If you're not a people person, and want a steady degree-related job where you get to use your intelligence, then don't do a liberal arts degree.

Anonymous said...

I'm a philosophy major. I have no idea what I want to do after school but I'm not worried about finding work (or rather, not less worried than everyone else). I am inherently a very creative person and have strong critical thinking skills. And the work I do for my major hones these skills immensely.

My memory sucks and I although I find the science very interesting, I just don't have the mind for this type of study. However, I believe my skills are very marketable, both to the workforce and graduate programs in any field.

I took a life science class intended for majors. To my surprise, I did very well in the lab portion of the class. My creative and creative thinking abilities made me (or forced me lol) to look past the hard data and come up with imaginative thesis and testing procedures. I sucked in the lecture exams because it was all just rote memorizing.

What is an employer going to look for; memorization skills or problem solving abilities?

Smart employers don't care about how much shit you can memorize.
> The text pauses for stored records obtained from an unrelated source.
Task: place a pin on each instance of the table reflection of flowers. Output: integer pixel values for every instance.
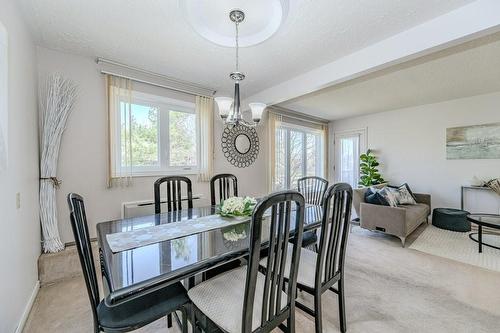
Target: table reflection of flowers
(235, 233)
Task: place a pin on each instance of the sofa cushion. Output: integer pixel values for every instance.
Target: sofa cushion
(389, 196)
(403, 194)
(416, 213)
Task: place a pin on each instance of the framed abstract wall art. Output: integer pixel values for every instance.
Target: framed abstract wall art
(473, 142)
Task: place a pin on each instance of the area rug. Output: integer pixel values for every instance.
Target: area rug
(459, 247)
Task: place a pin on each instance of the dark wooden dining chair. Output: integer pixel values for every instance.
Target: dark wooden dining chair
(313, 189)
(225, 184)
(319, 272)
(131, 314)
(174, 193)
(246, 300)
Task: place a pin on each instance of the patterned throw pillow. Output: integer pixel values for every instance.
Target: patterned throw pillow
(373, 197)
(389, 196)
(403, 194)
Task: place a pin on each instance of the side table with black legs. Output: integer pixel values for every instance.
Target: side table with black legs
(484, 220)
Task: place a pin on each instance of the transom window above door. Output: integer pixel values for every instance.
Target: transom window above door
(156, 135)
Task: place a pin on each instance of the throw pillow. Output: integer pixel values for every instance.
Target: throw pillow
(389, 196)
(372, 197)
(404, 195)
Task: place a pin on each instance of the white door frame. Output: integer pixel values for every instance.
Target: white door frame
(362, 133)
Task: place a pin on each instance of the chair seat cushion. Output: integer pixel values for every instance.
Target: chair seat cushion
(221, 299)
(144, 310)
(309, 238)
(307, 266)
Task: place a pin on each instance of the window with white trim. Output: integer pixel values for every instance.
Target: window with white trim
(299, 152)
(162, 135)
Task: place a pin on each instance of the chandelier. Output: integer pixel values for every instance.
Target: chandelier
(229, 108)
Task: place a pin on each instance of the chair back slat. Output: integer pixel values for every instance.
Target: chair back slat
(227, 186)
(313, 189)
(174, 193)
(337, 203)
(80, 229)
(280, 224)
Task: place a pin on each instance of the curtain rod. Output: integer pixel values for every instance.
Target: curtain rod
(298, 115)
(139, 75)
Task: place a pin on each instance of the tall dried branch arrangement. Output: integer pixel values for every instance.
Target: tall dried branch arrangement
(56, 102)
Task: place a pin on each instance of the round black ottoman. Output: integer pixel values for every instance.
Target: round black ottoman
(451, 219)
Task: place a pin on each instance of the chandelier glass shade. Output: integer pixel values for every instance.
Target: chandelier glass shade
(230, 108)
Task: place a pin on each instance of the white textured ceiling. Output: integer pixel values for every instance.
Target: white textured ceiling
(469, 69)
(153, 35)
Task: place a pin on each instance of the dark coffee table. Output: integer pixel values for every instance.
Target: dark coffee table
(483, 220)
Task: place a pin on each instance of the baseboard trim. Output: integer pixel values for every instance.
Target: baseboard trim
(28, 307)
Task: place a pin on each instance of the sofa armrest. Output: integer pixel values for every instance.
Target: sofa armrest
(423, 198)
(391, 220)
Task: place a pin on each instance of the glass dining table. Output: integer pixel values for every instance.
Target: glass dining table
(131, 273)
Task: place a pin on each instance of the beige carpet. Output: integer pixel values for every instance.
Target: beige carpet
(457, 246)
(388, 289)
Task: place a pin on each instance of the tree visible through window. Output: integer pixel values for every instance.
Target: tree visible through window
(162, 137)
(299, 153)
(182, 138)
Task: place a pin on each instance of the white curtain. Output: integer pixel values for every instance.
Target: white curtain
(274, 121)
(57, 101)
(205, 123)
(324, 129)
(119, 93)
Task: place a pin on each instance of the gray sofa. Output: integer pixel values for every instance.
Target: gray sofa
(399, 221)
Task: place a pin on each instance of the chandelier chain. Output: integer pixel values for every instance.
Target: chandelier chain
(237, 48)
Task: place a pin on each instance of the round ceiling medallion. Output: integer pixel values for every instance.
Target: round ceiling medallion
(211, 19)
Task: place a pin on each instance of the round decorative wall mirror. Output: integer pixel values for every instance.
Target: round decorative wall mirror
(240, 145)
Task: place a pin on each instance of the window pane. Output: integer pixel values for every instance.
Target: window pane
(182, 134)
(312, 154)
(296, 157)
(144, 135)
(280, 159)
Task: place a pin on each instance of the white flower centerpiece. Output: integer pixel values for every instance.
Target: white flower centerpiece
(237, 208)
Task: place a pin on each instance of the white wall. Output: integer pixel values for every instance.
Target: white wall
(411, 146)
(20, 244)
(82, 163)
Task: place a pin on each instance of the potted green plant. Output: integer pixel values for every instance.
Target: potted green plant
(369, 174)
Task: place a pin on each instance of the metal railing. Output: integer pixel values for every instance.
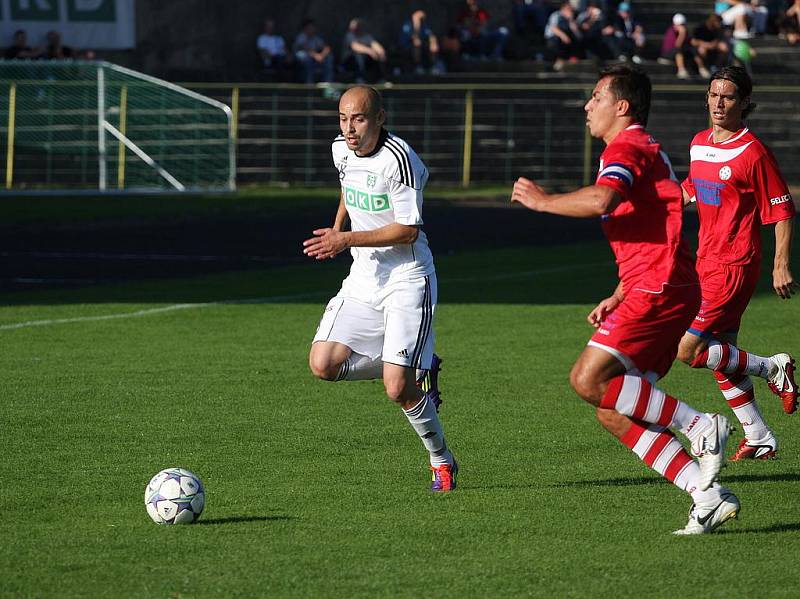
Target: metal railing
(481, 133)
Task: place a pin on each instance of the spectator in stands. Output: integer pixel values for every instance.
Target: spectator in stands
(54, 49)
(530, 17)
(563, 36)
(313, 55)
(760, 17)
(478, 39)
(677, 46)
(272, 48)
(451, 48)
(710, 45)
(629, 40)
(19, 49)
(595, 30)
(737, 17)
(789, 23)
(419, 45)
(362, 54)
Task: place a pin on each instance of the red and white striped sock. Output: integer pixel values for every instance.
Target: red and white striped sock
(738, 392)
(636, 397)
(724, 357)
(658, 448)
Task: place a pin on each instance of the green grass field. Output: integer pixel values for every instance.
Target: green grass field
(320, 489)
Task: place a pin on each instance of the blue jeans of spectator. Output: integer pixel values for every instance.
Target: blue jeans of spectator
(310, 69)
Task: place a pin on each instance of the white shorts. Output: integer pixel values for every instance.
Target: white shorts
(394, 323)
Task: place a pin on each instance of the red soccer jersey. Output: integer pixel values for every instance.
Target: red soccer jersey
(738, 187)
(645, 228)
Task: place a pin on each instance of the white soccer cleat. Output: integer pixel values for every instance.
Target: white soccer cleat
(709, 448)
(765, 448)
(707, 517)
(781, 381)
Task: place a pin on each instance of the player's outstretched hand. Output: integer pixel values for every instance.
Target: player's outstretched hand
(783, 283)
(529, 194)
(325, 244)
(602, 310)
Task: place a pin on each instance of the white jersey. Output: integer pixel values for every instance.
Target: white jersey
(379, 189)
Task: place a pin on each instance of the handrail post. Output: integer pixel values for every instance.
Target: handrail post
(467, 158)
(12, 116)
(123, 125)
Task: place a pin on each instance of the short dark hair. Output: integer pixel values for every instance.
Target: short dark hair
(632, 85)
(741, 79)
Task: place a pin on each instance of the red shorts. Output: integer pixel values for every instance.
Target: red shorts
(644, 331)
(726, 292)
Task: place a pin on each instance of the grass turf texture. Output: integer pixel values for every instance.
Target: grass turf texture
(320, 490)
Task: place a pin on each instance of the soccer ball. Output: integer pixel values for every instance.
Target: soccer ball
(174, 496)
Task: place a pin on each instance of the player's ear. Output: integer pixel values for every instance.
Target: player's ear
(745, 102)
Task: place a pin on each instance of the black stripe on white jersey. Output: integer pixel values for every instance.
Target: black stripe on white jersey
(401, 167)
(425, 325)
(405, 159)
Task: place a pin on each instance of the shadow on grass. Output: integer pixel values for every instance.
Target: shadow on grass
(760, 478)
(612, 482)
(241, 519)
(788, 527)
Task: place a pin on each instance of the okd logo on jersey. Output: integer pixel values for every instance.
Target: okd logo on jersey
(367, 202)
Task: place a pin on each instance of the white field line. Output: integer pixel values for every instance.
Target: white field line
(278, 298)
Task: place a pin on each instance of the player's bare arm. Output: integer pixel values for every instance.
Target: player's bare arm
(586, 202)
(606, 307)
(782, 280)
(687, 199)
(328, 242)
(341, 215)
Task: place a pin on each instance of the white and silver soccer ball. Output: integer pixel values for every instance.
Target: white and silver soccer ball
(174, 496)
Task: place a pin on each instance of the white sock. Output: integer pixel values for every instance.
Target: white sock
(360, 368)
(707, 496)
(425, 420)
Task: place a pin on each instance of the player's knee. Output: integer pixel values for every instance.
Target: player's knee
(606, 418)
(585, 384)
(322, 367)
(688, 352)
(396, 389)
Smart employers know that philosophy or English degrees entail more that merely having knowledge about dead authors/intellects. A smart employer will know that many liberal arts majors are good thinkers, writers, and are not socially awkward like scientists (jk :p).

I know many people who have gone on to med school and other science related fields with liberal arts degrees. (Though a minor in the science does help.)

People have to accept their strengths and weakness for what they are. I don't think anyone should force him or herself to studying something they don't want to. I’d rather be happy and perhaps earn less money than someone people who works a job they don’t like because they felt compelled to pursue a major they weren’t interested in.

Grad schools look for good grades and commitment to the college experience. Extra curricular activities and interning/work experience matter more to employers than what you degree one has.

Anonymous said...

Liberal Arts professors LIE about the 'value' of the tripe they teach. Who gives a hoot about "truth and beauty and the meaning of life" when you can't feed your family? I spent 6 yrs getting useless degrees and got a great career in programming with a 6 week class. Yes I am a bitter ex liberal arts victim. They should be closed down & good riddance.

MrJoe1987 said...

I believe, wholeheartedly, that the main reason that this bogus, stupid program is so heavily promoted to young people in our country is exactly what you stated in your third point. They want these kids to fail and have no choice but to fall back on the federal government. It's just another operation in the effort to push us into socialism, and sadly, it's working.

Too many stupid people breeding stupid children who grow up to be even more stupid than their stupid parents.

Anonymous said...

I wish I went to a university. I wanted an environmental major but ended up cleaning solar panel for a living. I took automotive classes at a community college and any dealership or autobody shop would hire me on the spot.

Anonymous said...

Degree in Chemistry 1967. Liberal arts degrees were stupid then and still are. The joke at that time was a stopover at journalism before they threw your ass out of school.